Published in final edited form as: IEEE Robot Autom Lett. 2021 Mar 25;6(3):4782–4789. doi: 10.1109/lra.2021.3068893

Fig. 2.

Fig. 2.

A demonstration of the on-board actions and error prediction process of the proposed algorithm. ”Filter Estimated Error” is ES-EKF provided estimation and ”Filter Error” is the difference between position truth (post-processed differential GPS solution) and the filter position estimation. The testbed rover’s average forward speed is 0.8 m/s. The algorithm only considers the slippage collection from WO and filter estimated velocity for 15s intervals.
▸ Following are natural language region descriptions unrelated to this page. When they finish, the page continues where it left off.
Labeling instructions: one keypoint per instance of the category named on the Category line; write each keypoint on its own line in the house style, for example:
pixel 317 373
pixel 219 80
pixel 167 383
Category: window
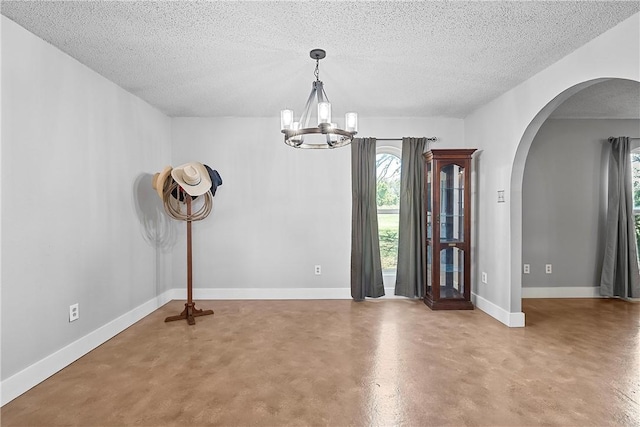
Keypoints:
pixel 388 202
pixel 635 171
This interval for learning is set based on engineering judgement to capture the most recent (the last 12m of drive) terrain-wheel information based on the MSL Hazard Avoidance slip check interval (10m) [6]. Threshold is set to 3m and error prediction time limit is set to 60s. The prediction limit is set based on the limitation of blind-driving driving (50m) on MSL operations [6], and reliability of GP prediction over longer times. (a) Overall error prediction and stopping decision for 230s of the operation. (b) Current time = 64s. After collecting 15s of slippage data, the algorithm predicts the horizontal error for 60s. Since the predicted error does not exceed the predetermined threshold, rover continues driving. (c) Current time = 88s. Same process as (b) but this time the error prediction exceeds the threshold before the 60s prediction time limit. Algorithm sets an internal countdown for stopping at the point when the error prediction exceeds the threshold. (d) Current time = 145s. Rover stops, applies ZUPT, and starts driving again. (e) Current time = 162s. Algorithm collects data for 15s, and predicts the stopping time, repeats the process as (c). The GP prediction process took less than a second with IntelCore i7-8650U CPU (Intel NUC Board NUC7i7DN) and is negligible to show in the figure.